Often, one's initial reaction when first viewing Sligozone is that it must be professionally put together; so coherent and consistent it is in its pastiche of Internet tropes both in design and content.
I must confess this was my initial reaction when viewing the site, but I made the intellectual decision to have faith in Aine, (the name itself can be seen as a giveaway - Aine is, after all, the name of an Irish Goddess of Fertility and a Fairy Queen).
We're in a very interesting time Dear Listener, when in this Internet mediated world we are both exposed, in the sense that our privacy is evaporating, (often by choice as in Letter to America), yet in counter-point we have the tools inexpensively available to create false personas and situations with ease.
Stay tuned as we explore the ramifications of both this reality of fakeness and the propensity in our world to now disbelieve the real.
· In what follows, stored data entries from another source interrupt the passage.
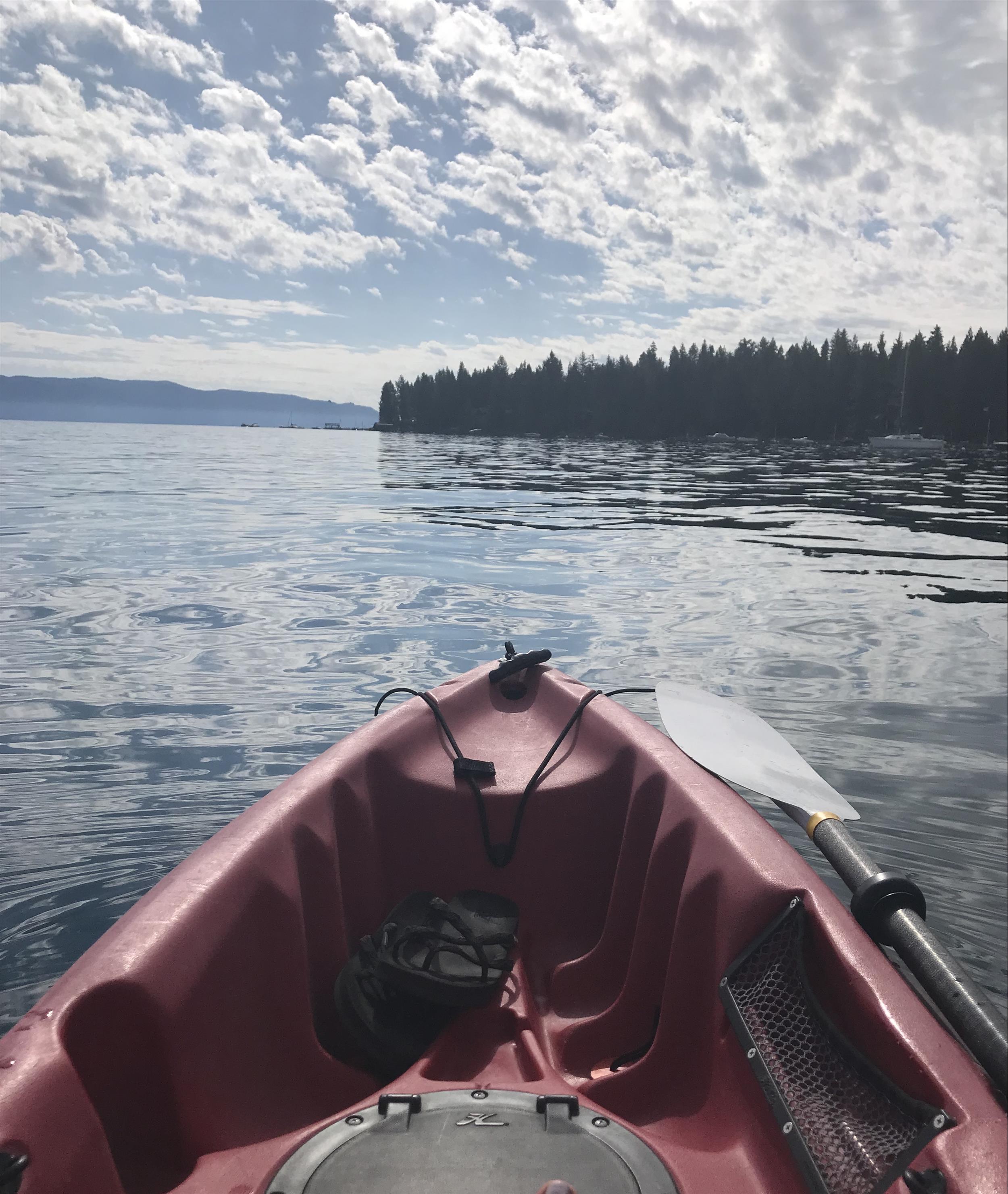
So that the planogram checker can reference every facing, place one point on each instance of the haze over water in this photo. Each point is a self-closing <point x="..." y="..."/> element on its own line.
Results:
<point x="190" y="614"/>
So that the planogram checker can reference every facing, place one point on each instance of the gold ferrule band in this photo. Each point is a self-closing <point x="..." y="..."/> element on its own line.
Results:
<point x="816" y="819"/>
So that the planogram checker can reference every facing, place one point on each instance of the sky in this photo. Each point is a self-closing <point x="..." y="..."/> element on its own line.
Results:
<point x="314" y="196"/>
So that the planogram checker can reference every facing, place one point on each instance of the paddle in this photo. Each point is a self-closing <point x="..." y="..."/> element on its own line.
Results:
<point x="741" y="748"/>
<point x="737" y="746"/>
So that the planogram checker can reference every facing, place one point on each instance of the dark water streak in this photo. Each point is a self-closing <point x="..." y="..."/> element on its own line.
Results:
<point x="189" y="614"/>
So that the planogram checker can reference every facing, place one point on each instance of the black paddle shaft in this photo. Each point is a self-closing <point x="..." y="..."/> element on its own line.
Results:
<point x="957" y="996"/>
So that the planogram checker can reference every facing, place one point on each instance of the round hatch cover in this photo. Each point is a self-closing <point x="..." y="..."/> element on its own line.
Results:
<point x="473" y="1142"/>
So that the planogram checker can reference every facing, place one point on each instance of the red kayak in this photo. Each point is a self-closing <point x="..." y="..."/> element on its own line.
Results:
<point x="688" y="1007"/>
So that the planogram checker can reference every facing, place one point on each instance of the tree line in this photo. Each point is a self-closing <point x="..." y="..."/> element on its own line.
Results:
<point x="843" y="390"/>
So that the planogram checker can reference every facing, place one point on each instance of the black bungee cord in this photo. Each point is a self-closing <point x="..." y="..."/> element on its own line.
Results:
<point x="501" y="853"/>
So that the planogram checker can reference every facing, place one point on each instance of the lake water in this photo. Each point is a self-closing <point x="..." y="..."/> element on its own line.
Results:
<point x="190" y="614"/>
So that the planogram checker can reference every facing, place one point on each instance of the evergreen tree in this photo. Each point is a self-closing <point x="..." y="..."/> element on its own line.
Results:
<point x="842" y="390"/>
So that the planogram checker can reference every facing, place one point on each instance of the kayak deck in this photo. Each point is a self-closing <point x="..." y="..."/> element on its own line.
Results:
<point x="196" y="1046"/>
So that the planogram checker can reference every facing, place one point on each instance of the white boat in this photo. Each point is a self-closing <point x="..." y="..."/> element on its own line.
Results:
<point x="909" y="442"/>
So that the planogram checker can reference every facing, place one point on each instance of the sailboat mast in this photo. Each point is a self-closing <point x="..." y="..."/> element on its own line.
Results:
<point x="903" y="391"/>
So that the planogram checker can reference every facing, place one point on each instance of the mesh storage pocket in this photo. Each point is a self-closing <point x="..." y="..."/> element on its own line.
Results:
<point x="848" y="1127"/>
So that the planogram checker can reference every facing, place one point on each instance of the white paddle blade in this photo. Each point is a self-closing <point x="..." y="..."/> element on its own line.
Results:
<point x="740" y="747"/>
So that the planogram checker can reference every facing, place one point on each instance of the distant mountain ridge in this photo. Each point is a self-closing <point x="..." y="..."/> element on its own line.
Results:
<point x="103" y="400"/>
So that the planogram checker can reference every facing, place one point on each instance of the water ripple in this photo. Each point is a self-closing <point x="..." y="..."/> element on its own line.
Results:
<point x="173" y="650"/>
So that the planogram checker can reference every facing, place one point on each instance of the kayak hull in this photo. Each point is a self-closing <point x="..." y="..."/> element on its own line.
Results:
<point x="193" y="1049"/>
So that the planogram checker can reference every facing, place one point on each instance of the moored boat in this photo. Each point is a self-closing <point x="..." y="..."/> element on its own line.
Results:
<point x="907" y="444"/>
<point x="689" y="1008"/>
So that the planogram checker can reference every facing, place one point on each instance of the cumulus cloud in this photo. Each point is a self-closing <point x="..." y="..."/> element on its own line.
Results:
<point x="83" y="22"/>
<point x="491" y="239"/>
<point x="703" y="156"/>
<point x="175" y="276"/>
<point x="146" y="299"/>
<point x="41" y="240"/>
<point x="125" y="170"/>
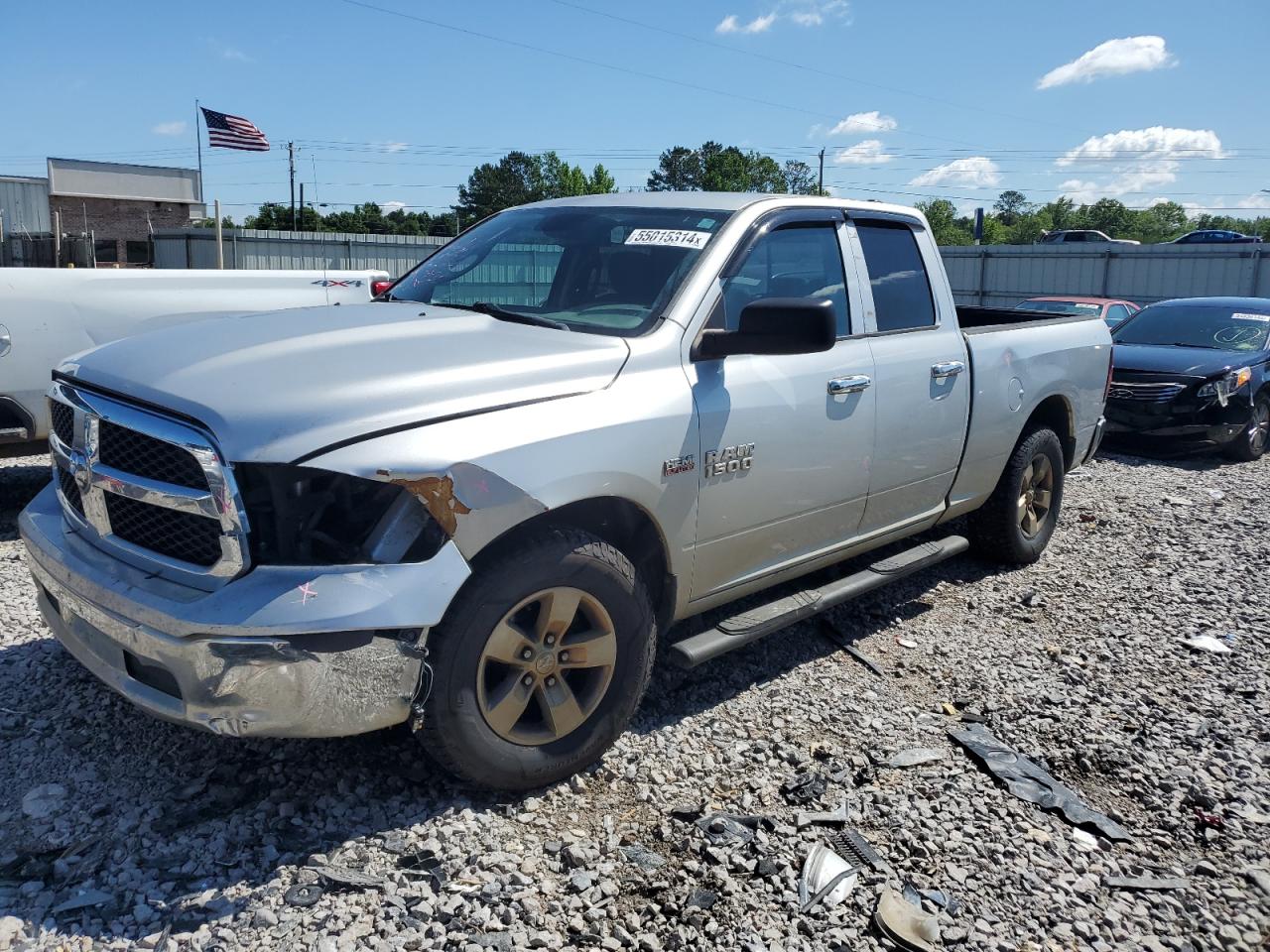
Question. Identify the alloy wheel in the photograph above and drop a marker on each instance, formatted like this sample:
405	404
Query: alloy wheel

Ah the conspiracy theorists are out in force. I would go along with this belief but for the fact that the domain was registered in 1999 and that's an awful long time for a marketer to sit on an idea.
Posted by: Alan | March 09, 2006 at 05:09 PM
Yeah, that would be a hard-core hoax man... :-)...and of course, as you well know Alan, there are a few folks out there that think LTA isn't real and that we're actually podcasting from the Bay Area...
Posted by: Jett Loe | March 09, 2006 at 05:24 PM
Maybe Aine's an elaborate hoax ... actually based in Westport!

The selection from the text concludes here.